Après le remarqué No, sélectionné à Sundance et aux Oscars en 2013, Pablo Larraín continue de creuser son sillon en ressuscitant les figures historiques du Chili de la deuxième moitié du XXème siècle. Il s'attaque cette fois à l'excentrique poète Pablo Neruda, communiste influent que le récemment élu Gabriel González Videla souhaite faire disparaître au nom de la doctrine Truman.
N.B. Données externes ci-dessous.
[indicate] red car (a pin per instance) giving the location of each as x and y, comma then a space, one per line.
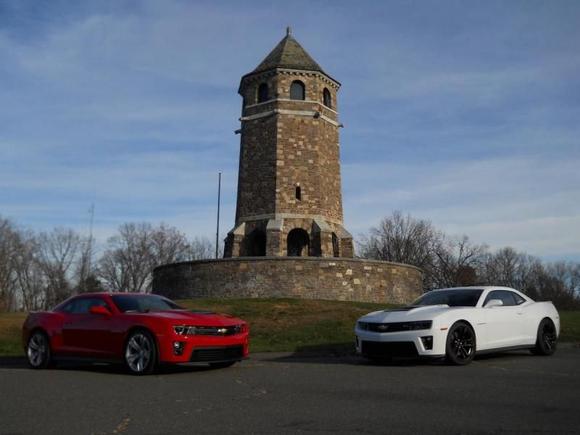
141, 330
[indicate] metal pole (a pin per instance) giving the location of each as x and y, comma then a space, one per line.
217, 234
90, 248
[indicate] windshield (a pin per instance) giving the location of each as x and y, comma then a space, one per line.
453, 298
143, 303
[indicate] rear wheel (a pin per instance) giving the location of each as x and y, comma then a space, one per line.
141, 353
460, 347
38, 350
546, 339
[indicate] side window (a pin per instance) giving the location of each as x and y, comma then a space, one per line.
519, 300
83, 305
505, 296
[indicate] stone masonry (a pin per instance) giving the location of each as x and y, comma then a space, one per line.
289, 239
344, 279
289, 174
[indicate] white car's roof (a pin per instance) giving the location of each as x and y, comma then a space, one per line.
476, 287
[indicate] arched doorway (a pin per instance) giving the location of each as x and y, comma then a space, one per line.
255, 245
298, 243
335, 245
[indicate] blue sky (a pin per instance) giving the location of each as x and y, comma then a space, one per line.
466, 113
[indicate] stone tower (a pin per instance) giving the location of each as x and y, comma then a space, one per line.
289, 200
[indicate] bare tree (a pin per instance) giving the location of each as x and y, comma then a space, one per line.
402, 239
456, 262
9, 247
200, 248
57, 253
32, 282
132, 254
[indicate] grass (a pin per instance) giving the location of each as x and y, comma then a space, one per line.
10, 327
280, 324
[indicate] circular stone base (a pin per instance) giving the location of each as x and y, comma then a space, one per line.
343, 279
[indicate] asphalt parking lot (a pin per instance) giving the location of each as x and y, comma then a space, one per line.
284, 393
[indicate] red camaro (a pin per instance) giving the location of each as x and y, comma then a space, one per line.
139, 329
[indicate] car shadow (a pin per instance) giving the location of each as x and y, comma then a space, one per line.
20, 362
344, 353
13, 362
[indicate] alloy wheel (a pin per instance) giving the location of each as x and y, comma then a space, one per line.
37, 350
462, 342
139, 352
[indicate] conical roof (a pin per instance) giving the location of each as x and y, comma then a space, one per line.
288, 54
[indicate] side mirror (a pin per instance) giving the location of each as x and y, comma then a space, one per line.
99, 309
494, 303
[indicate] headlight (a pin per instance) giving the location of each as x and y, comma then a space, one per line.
210, 330
395, 326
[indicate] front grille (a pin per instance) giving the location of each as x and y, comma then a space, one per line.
222, 353
376, 349
215, 330
395, 326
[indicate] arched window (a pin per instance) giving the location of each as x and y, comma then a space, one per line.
326, 98
297, 90
298, 243
263, 93
255, 244
335, 245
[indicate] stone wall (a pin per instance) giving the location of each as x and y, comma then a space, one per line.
344, 279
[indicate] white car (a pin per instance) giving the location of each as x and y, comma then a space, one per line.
457, 323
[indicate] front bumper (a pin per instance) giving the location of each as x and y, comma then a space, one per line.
204, 348
400, 344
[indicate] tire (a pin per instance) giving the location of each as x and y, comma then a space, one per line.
38, 350
222, 365
546, 340
461, 344
140, 353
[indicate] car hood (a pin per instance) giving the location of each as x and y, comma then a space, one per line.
406, 314
194, 318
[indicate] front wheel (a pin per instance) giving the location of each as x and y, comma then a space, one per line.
141, 353
38, 351
546, 339
460, 346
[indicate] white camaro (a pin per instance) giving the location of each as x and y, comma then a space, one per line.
457, 323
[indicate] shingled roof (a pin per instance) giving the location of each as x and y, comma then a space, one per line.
288, 54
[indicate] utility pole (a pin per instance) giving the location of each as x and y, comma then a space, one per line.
90, 246
217, 234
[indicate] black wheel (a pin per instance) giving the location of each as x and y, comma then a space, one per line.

El Presidente fait alors appel à Oscar Peluchonneau, taciturne policier qui n'aura de cesse de pourchasser Neruda à travers tout le Chili. Sur cette intrigue qui rappelle volontiers Catch Me If You Can (où un autre virtuose dans son domaine, DiCaprio jouait au chat et a la souris avec Tom Hanks), Larraín s'efforce de déjouer tous les pièges tendus par le genre du biopic. Dans un geste précautionneux, le cinéaste opère de multiples glissement au sein de la narration. Un glissement de l'histoire à la pure fiction tout d'abord, faisant lorgner le film vers le néo-noir, déjouant avec une certaine malice l'écueil de l'exactitude historique. Mais surtout, et c'est là le cœur du film, faire du policier incarné par Gael García Bernal, le personnage principal à l'intérieur d'un biopic qui ne porte pas son nom. Le narration tend vers cette substitution qui finit d'achever l'animal documentaire qu'on imaginait somnoler dans un coin du film.

Dès la séquence d'ouverture, une mystérieuse voix off qu'on identifie dans un premier temps comme extérieure au film commente les déboires de Pablo Neruda, de son rôle de trublion dans l'opposition à ses fêtes décadentes où il fait entendre sa si formidable plume. Peluchonneau fait alors son entrée en scène en tant que commentateur du film. La mise en scène surligne à chaque instant la position de personnage-spectateur du policier : la voix-off bien sûr mais surtout le mouvement des acteurs par rapport aux sources de lumières (rendues ostensibles par des lence flare émanent du soleil et des éclairages artificiels), comme si les personnages étaient projetés par une source lumineuse, renvoyant à la projection du film lui-même. Par ce dispositif, Peluchonneau se voit au cœur du film, comme s'il projetait lui même un désir de spectateur, superposant sur l'intrigue policière plusieurs fantasmes cinéphilies (tantôt flic du Nouvel Hollywood, tantôt cowboy d'un western enneigé), dessinant en creux le portrait d'un enfant qui rêve d'aventure, qui deviendrait maître de sa propre construction fictionnelle.

Pourtant, c'est bien Pablo Larraín qui projette ces visions, incapable de disparaître derrière son personnage de policier et c'est peut-être le problème majeur du film, l'incohérence entre son sujet et sa forme. En effet, le spectateur qu'est Oscar semble sans arrêt rattrapé par le manque d'humilité du cinéaste qui préfère s'identifier à la figure du poète plutôt qu'à celle du policier. Ainsi le film cherche vainement par le montage une forme qui se voudrait une transposition de la verve poétique de Neruda en opérant à l'intérieur d'une continuité dialoguée plusieurs changements de décor. Ces effets de manche sans grand intérêt sont répétés plusieurs fois dans le film, se greffant sur une mise en scène déjà balourde, multipliant les travellings pour donner le sentiment d'une virtuosité, d'une amplitude que le film n'atteint jamais. À vouloir appuyer trop lourdement son statut de cinéaste-poète (Oscar serait, comme lui annonce la femme de Neruda de façon littéral, une création du poète), Larraín perd de vu ce qui aurait pu être l'horizon enfantin du film, celui d'un regard de jeune spectateur désireux de jouer, simplement, à l'indien et au cowboy.